Listenplätze bekamen andere. Als Oberbürgermeister wurde ein Mann namens Peter Feldmann aufgestellt, er gewann die Wahl. Und der aktuelle Landtagskandidat heißt nicht Paris sondern Gasper. Paris war am Boden zerstört, wieder einmal. Doch dann kamen die Leute, er sagt, es waren viele, "die mich regelrecht gedrängt haben", sagten, er wäre ein viel besserer Oberbürgermeister, er müsste eigentlich nach Berlin, in den Bundestag. Irgendwie sah Michael Paris das genauso. Deshalb kandidiert er jetzt - gegen CDU-Politikerin Erika Steinbach, aber auch gegen Parteifreundin Ulli Nissen.

Dass er sie Stimmen kosten wird, sieht Paris gelassen: "Nissen hat schon zweimal gegen Steinbach verloren. Warum sollte es jetzt klappen?"

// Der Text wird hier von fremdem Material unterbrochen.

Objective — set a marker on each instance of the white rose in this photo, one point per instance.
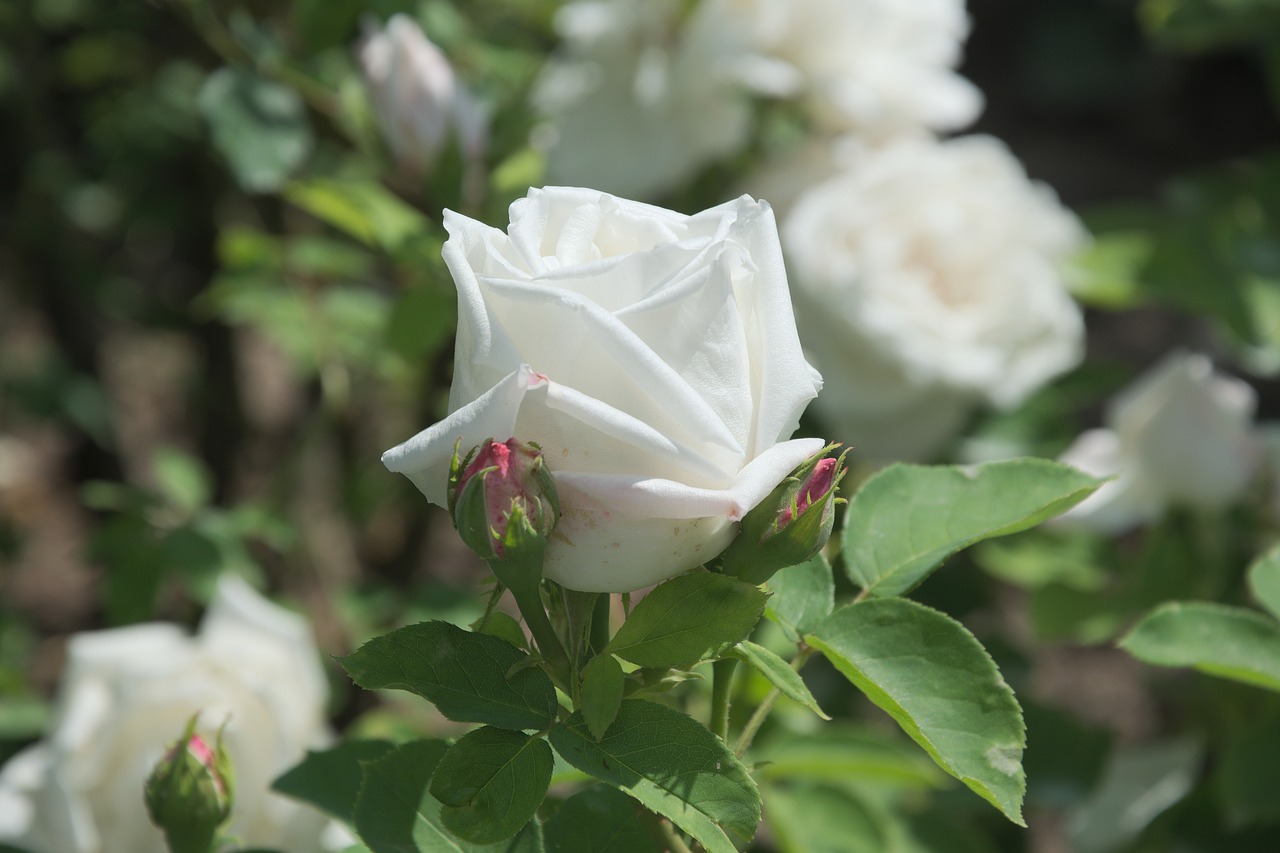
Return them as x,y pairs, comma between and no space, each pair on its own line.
417,100
635,103
128,692
876,67
652,355
1179,436
927,281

Er erzählt von 2009, als er ein Ergebnis einfuhr, das 11,2 Prozent über dem der SPD lag. Er sagt: "Ich hab gezeigt, dass ich Wahlen gewinnen kann. Die SPD muss da noch ein bisschen nachlegen." Dass er so den Zorn der Genossen auf sich zieht, wundert ihn nicht, "das war zu erwarten". Vom Parteiausschluss, der anfangs im Raum stand, spreche aber keiner mehr. Seines Wissens nach solle er seine Mitgliedsrechte drei Monate ruhen lassen, sagt Paris, "bis nach der Bundestagswahl also." Ganz offensichtlich ziehe die SPD die Möglichkeit in Betracht, dass er gewinne, so seine Folgerung.

Paris, der in der Bild-Zeitung darüber philosophierte, seine Tochter "Hilton" zu nennen, macht nun das, was er am besten kann: Wahlkampf. Ob er sich, im Fall eines Sieges, nach der Wahl wieder mit der SPD aussöhnen wird? "Das hängt davon ab, wie die Partei mit mir umgeht."